We often talk of the diversity of Baltimore County — this diversity is what makes Baltimore County so great in my opinion. But our diversity is constrained by our history.
Originally composed of immigrants, Baltimore County had enclaves of white European immigrants who married within their cultures ... for a time. Then those of English German, Irish, Italian, Polish, Chinese, Vietnamese, Scandinavians, Greek, Japanese, Scottish, Welsh, Korean (and all white or nearly white nations) started to marry.
In the 21st century, citizens for the first time in larger numbers (even in Baltimore County) are marrying regardless of ethnic or racial roots. Despite this fact, Baltimore County is constrained in its diversity by its neighborhood cultures which were once primarily white, but are slowly changing.
To this day, while neighborhoods assimilate the nearly white Asian cultures, such as, Chinese, Vietnamese and Korean, they seem to have a harder time assimilating brown and black skinned people into their neighborhood cultures. So we still have neighborhoods of primarily brown and black people.
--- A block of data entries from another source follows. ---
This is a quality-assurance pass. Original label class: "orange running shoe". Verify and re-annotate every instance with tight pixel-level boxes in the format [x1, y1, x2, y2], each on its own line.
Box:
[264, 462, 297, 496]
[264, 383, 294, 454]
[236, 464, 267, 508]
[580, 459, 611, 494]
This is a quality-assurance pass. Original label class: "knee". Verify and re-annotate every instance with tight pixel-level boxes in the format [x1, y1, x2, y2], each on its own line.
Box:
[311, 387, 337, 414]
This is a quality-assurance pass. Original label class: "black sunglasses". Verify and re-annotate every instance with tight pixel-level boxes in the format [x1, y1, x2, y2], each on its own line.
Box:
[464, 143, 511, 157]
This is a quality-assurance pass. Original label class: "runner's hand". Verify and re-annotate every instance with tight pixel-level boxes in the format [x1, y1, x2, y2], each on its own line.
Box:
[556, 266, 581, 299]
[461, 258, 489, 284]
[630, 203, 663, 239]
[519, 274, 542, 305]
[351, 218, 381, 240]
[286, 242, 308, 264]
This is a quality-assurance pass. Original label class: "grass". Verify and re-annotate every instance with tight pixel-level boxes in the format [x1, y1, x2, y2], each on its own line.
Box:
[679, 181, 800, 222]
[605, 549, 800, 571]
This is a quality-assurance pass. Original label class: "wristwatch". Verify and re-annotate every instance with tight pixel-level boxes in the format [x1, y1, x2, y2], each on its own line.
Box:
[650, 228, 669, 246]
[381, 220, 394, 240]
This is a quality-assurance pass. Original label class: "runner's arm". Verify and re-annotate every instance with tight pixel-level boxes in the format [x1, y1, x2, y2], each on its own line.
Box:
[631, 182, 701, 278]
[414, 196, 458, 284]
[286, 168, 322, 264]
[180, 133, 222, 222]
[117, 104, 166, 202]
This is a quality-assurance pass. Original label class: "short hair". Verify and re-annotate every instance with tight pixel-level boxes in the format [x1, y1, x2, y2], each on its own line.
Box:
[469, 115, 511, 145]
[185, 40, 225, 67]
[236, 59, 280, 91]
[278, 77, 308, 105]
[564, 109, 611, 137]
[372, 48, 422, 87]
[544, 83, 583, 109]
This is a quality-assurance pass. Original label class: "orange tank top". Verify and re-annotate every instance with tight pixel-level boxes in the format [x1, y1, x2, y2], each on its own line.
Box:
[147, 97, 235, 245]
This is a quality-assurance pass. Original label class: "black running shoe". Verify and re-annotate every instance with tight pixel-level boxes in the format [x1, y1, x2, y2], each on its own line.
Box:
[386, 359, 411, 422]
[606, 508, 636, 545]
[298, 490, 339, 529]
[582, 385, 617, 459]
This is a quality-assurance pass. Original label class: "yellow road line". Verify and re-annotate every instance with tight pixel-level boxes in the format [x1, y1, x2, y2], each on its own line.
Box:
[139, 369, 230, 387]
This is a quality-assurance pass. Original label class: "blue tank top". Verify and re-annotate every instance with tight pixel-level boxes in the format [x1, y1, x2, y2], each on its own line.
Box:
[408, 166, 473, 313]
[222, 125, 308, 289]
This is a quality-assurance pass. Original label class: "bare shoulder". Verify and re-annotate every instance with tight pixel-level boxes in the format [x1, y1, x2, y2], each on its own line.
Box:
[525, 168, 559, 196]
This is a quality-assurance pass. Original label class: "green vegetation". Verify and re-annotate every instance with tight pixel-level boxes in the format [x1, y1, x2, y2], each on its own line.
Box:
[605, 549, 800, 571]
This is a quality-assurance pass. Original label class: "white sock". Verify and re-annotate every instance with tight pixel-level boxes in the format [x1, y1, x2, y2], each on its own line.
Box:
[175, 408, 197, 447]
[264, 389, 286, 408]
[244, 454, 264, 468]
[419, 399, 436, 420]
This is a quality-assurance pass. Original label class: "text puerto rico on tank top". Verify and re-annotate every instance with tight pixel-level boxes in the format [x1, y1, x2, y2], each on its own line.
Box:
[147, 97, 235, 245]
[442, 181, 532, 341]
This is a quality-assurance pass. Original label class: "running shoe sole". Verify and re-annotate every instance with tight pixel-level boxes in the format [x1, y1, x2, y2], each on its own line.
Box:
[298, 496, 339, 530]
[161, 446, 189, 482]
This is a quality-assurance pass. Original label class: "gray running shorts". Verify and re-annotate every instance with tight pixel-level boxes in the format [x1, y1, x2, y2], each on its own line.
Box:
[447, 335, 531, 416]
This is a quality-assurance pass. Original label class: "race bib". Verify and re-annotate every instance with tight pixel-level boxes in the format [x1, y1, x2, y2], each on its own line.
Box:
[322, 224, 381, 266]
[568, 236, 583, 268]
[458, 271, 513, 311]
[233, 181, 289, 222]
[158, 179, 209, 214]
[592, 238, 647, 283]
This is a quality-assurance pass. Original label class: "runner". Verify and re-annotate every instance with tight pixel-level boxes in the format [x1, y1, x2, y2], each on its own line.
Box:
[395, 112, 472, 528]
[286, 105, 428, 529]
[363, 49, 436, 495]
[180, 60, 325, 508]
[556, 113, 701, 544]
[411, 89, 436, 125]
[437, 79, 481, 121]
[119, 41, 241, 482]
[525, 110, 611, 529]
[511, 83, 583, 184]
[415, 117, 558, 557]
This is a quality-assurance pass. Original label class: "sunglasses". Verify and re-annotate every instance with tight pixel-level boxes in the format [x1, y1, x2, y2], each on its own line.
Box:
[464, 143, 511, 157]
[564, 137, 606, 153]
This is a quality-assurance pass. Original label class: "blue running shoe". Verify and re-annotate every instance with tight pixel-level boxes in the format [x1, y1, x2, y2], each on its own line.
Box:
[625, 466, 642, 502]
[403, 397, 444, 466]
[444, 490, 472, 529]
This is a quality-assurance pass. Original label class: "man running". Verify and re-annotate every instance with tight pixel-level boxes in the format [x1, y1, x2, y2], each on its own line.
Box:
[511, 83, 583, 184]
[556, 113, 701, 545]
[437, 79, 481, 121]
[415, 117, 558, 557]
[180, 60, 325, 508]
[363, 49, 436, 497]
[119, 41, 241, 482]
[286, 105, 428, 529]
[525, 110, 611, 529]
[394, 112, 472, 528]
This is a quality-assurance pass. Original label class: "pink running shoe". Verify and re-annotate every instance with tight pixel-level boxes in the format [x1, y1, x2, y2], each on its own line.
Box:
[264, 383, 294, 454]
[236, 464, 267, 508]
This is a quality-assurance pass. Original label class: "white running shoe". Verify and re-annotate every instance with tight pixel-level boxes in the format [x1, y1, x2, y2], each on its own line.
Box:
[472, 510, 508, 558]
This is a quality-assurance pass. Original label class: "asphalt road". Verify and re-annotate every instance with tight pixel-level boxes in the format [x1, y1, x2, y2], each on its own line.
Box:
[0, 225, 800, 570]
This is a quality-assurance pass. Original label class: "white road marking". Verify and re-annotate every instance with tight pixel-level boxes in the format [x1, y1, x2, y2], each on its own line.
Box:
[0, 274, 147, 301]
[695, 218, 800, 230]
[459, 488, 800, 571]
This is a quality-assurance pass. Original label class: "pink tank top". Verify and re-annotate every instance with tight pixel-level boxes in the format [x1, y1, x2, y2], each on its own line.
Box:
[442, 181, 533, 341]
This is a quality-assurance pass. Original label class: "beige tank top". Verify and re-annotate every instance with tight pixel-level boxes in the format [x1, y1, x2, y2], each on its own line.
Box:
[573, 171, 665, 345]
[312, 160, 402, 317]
I am not being critical. I think that assimilation happens "slowly, but surely." Our children believed what we told them ... "all men are created equal." They experienced real diversity growing up (especially if they attended public school). Our children are color and culture blind.
It is good to retain our Baltimore County small towns. It's good to have a sense of the smaller community within the 800,000+ strong Baltimore County population.
What seems to set communties apart now more than ever is economic diversity. We as Baltimore County citizens have a responsibility to the well-being of the whole of Baltimore County not just our own neighborhood.